Hulûsi Efendi, Peygamber Efendimizin “Allah güzeldir ve güzel olan işleri görür” prensibini esas alarak 76 yıllık ömrünü baştan-başa insanlara hizmete adamıştır.
Hulûsi Darendevî kendi manevi zenginliğini insanların mutluluğuna, ilmin, eğitimin inkişafına verdiği gibi, yıllar boyu sahip olduğu maddi zenginliğini de dar anlamda Türk insanının, bütünlükte ise beşer evladının kullanımına vermiştir.

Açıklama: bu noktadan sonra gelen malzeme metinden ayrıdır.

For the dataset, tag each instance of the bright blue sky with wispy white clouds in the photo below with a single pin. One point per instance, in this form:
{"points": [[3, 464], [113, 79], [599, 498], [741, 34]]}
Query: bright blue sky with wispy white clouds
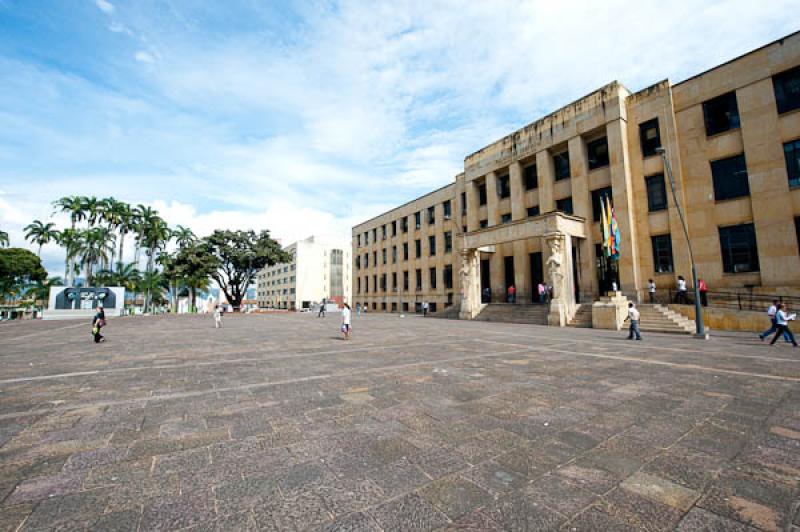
{"points": [[309, 117]]}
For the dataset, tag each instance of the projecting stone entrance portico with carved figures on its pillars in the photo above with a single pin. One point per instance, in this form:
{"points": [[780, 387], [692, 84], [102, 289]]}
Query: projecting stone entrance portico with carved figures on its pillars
{"points": [[556, 231]]}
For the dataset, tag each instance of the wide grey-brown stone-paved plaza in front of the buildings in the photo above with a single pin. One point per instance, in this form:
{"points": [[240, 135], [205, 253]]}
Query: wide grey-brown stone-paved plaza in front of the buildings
{"points": [[275, 423]]}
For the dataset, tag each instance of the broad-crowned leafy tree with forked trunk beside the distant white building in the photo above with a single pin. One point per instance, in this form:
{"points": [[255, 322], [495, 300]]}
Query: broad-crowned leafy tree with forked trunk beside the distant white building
{"points": [[241, 254]]}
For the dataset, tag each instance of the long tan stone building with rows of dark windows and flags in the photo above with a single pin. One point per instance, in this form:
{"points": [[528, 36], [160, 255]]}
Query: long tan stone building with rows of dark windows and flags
{"points": [[527, 207]]}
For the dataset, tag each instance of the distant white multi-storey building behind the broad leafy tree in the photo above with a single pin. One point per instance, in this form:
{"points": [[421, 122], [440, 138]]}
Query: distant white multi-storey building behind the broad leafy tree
{"points": [[319, 269]]}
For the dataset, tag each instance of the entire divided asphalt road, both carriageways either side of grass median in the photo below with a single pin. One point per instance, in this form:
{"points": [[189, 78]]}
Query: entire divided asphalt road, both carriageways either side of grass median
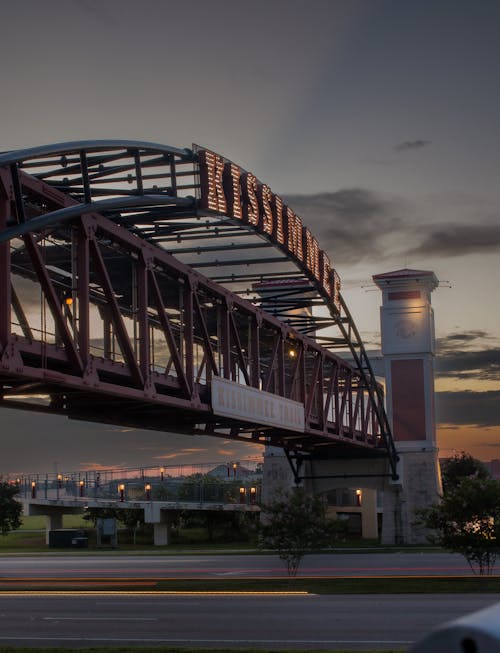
{"points": [[353, 622]]}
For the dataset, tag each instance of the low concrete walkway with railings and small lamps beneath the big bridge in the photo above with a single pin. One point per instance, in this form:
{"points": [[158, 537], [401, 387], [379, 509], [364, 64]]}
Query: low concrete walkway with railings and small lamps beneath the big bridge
{"points": [[158, 492]]}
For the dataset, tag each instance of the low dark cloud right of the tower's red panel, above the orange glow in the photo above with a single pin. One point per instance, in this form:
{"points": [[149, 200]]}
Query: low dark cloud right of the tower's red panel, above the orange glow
{"points": [[468, 408]]}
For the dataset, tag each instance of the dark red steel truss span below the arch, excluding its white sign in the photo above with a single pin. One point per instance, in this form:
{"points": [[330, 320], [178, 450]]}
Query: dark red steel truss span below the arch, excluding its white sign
{"points": [[99, 323]]}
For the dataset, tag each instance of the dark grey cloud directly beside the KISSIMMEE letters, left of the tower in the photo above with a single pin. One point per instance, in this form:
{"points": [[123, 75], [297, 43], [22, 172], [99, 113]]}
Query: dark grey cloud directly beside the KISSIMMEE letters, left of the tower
{"points": [[351, 223]]}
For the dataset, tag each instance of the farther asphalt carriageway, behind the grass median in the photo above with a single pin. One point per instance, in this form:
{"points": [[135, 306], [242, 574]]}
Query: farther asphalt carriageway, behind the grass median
{"points": [[209, 566]]}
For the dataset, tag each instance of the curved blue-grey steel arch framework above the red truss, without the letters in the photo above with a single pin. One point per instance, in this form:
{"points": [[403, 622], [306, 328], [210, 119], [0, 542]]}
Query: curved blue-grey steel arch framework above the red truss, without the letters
{"points": [[154, 191]]}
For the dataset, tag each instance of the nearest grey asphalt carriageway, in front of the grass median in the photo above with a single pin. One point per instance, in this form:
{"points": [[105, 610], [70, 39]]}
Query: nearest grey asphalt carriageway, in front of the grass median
{"points": [[312, 622]]}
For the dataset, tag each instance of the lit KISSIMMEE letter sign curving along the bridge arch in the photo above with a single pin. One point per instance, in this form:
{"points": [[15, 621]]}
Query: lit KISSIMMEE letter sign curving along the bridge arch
{"points": [[231, 191]]}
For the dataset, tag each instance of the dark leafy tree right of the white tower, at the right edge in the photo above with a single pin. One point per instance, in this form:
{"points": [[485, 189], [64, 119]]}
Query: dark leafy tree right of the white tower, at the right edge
{"points": [[467, 520]]}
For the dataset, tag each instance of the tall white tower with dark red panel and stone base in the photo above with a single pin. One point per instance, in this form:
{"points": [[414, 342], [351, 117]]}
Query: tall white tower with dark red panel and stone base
{"points": [[408, 349]]}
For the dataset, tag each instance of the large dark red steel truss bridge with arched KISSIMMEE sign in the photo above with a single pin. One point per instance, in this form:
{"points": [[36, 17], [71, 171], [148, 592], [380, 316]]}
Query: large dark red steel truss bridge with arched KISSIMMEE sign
{"points": [[163, 288]]}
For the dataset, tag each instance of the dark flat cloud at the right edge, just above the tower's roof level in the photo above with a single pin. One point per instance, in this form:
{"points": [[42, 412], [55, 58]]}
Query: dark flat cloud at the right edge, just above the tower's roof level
{"points": [[457, 240]]}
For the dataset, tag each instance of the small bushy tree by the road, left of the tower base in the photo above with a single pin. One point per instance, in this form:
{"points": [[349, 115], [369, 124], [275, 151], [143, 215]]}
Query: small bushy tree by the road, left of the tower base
{"points": [[294, 524]]}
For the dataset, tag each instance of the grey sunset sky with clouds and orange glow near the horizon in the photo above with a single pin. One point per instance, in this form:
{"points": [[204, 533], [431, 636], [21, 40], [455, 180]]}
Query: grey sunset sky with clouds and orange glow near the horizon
{"points": [[378, 121]]}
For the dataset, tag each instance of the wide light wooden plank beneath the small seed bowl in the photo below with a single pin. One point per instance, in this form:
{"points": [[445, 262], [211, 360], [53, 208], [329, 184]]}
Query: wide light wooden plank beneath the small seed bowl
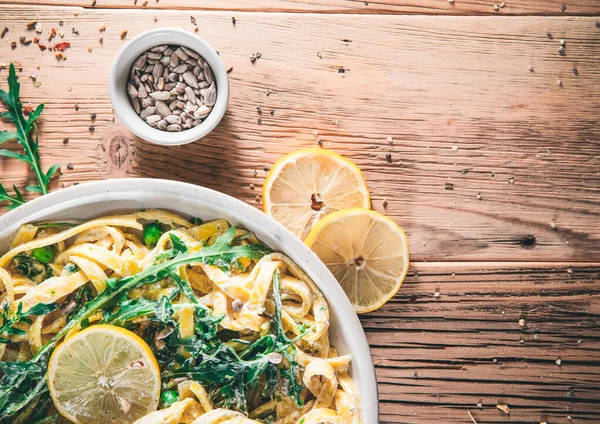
{"points": [[454, 93]]}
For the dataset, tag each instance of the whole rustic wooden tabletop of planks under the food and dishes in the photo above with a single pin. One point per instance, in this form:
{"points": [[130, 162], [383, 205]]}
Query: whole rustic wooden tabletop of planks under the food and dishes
{"points": [[494, 172]]}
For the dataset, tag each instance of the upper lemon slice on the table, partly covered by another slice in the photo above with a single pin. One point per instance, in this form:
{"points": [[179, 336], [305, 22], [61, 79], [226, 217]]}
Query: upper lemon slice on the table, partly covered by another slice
{"points": [[309, 184]]}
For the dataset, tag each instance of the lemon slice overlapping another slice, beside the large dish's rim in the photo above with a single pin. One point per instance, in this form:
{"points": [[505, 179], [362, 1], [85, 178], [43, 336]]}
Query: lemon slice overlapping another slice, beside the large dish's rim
{"points": [[366, 252]]}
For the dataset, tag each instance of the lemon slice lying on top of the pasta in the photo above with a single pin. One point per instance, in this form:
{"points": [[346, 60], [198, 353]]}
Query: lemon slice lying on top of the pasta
{"points": [[104, 374]]}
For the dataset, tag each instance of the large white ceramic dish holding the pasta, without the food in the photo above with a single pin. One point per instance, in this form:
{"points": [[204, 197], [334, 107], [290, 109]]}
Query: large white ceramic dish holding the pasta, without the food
{"points": [[90, 200]]}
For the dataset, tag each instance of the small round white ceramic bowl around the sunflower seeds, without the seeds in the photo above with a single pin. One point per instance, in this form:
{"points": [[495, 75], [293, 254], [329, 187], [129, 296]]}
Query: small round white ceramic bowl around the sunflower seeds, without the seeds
{"points": [[119, 74]]}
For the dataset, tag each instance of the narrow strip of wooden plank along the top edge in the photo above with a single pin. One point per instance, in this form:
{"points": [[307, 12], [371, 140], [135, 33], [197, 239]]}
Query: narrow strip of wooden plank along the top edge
{"points": [[437, 7]]}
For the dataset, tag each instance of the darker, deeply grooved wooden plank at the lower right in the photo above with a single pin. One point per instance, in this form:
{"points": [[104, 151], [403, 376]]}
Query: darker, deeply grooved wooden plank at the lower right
{"points": [[440, 355]]}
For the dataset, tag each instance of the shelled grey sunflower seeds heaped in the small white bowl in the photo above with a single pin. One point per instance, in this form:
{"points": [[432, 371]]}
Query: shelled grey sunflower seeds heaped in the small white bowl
{"points": [[172, 88]]}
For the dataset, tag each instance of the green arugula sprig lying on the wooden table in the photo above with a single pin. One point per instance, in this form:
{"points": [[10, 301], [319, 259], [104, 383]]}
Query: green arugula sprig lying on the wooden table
{"points": [[24, 128]]}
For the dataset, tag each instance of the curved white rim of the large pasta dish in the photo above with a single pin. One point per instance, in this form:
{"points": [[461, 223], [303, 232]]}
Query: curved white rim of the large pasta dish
{"points": [[114, 190]]}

Ben üstadın adını taşıyan vakfın internet sitesi ile tanışırken orada neler gördüm? Hazretin gerçekleştirdiği hayır tedbirlerinin çok geniş bir listesi var. O, 1960 yılından sonra, yaklaşık olarak 30 yıl manevi gelişimle birlikte maddi gelişimin de sağlanması için çok büyük fedakârlık etmiştir. Bütün kasaba ve köyleri kendileri at üstünde gezerek mescit, okul, hastane, yol yaptıran, sanayi kurumları oluşturan, üretim alanları kuran, insanlara iş yeri veren, yüzlerle, binlerle soydaşına para, kazanç yeri sunan bir insanı halk ve tarih nasıl unutabilir? Siz bu büyük tedbirle tarihe geçecek adımlar attınız. Bu kadirşinaslığın ödülünü Cenab-ı Allah versin.”